I asked my youngest to tell me about sitting in the van and stretching his legs. He explained that he gets uncomfortable in the van and likes to stretch his legs out to the side or cross his legs. He does not mean to bump into his brother. My oldest said that he feels annoyed when his brother's feet touch him in the van. I asked if there was a way to let his brother know that his feet are touching him without smacking them away. They agreed that the oldest could use the word “feet” as a signal. I will try to listen for the signal as well, in case the younger one doesn't hear since he often uses headphones in the van.

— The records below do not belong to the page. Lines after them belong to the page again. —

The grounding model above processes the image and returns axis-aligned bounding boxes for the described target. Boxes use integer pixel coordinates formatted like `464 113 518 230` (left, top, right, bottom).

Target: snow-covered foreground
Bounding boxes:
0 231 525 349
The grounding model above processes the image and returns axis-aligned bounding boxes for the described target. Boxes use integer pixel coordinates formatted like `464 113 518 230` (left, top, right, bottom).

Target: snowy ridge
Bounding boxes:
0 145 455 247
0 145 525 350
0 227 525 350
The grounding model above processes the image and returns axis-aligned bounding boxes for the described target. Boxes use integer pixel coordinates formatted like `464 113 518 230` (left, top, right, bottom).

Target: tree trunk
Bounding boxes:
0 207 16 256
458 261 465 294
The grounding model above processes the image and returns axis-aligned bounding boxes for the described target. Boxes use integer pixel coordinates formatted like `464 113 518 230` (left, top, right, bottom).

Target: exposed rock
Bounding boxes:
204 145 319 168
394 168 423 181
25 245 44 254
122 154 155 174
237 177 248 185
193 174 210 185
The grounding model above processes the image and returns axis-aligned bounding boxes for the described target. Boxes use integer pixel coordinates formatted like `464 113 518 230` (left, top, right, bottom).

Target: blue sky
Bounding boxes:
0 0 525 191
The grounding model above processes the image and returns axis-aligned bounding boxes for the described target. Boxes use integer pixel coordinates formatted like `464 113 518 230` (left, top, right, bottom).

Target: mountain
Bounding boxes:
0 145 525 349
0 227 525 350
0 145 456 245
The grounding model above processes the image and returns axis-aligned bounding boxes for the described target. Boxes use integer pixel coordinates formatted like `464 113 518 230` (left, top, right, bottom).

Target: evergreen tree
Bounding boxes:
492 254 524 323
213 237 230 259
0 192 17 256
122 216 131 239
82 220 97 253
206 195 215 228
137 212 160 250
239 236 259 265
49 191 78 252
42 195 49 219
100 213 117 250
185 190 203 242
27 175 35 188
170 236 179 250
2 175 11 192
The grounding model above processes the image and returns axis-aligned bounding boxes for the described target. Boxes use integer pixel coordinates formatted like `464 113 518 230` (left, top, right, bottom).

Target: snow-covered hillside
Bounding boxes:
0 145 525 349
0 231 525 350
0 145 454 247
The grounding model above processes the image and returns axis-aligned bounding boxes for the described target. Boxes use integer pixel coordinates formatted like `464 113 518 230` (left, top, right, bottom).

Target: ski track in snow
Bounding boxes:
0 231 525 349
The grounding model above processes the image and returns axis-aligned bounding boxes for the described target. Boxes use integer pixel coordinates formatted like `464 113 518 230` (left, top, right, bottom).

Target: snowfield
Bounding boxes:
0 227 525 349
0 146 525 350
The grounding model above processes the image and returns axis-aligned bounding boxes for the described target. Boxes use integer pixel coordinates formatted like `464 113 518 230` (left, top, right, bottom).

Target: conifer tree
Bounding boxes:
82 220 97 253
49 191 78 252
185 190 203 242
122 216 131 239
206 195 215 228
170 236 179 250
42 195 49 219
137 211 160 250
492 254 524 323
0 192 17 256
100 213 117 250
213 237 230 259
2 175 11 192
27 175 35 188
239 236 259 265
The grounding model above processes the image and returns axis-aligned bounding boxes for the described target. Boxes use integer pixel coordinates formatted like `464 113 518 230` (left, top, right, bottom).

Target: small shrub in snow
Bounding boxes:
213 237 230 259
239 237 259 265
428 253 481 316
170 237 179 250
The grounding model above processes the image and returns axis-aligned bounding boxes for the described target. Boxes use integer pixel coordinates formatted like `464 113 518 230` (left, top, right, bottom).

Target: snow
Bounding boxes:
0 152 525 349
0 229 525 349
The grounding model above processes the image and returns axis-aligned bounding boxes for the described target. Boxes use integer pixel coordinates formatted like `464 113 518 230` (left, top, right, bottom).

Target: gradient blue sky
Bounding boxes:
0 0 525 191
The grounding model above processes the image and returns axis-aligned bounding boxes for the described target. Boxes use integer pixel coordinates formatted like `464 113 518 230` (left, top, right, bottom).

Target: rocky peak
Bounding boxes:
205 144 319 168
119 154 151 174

We also needed to address the issue of each trying to prove the other wrong. This is a very broad topic, so I used a specific example that had just happened. They had disagreed over the size of a wasp that they saw in a window of a store. I asked the oldest what his concern was when his brother disagreed on the size of the wasp. He stated that he did not want his brother to think he was wrong because then he might think that he is not smart. My youngest stated that his concern was that his brother would be wrong and it's not ok to be wrong because that is dumb. He then stated that he didn't want to be told he was wrong and he was finished with the conversation. I let him go to another room. I continued to brainstorm with my oldest about what he could do to reduce the bickering since he had no control over his brother's actions. He stated that he was very concerned that if his brother didn't think he was always right then he would not like him and they would not have a good relationship as they got older. We talked about how it feels to have someone often try to convince you that they are right. I expressed my concern that the constant fighting would lead them to not have a good relationship in the future. I explained that the younger one often felt “less than” because he is the youngest, even amongst the cousins, he is the youngest. (We have recently spent a lot of time with the older cousins). I explained to my oldest that instead of trying to convince his brother how right he is, he could try using encouraging words and statements to him so that he feels valued and important. He was surprised that his brother could feel this way since he said he always thinks of him as an equal and not a younger kid. He was concerned about telling any “white lies”, he didn't want to say something to his brother that wasn't true. I clarified that I just wanted him to tell him “good work” or “good job” when his brother was doing something. He could also just tell him that he was happy that he was his brother, nice things like that. We talked about how it's nice to hear that you are appreciated, because even if you “know it” it's nice to hear. It was a big “light bulb” moment for big brother. He never really thought his little brother could feel “little” (they are very similar in size).
So far they are getting along much better. Time will tell if the situation in the van will improve, but I have hope that the gains in understanding and compassion will help all of their disagreements become less intense and more civil.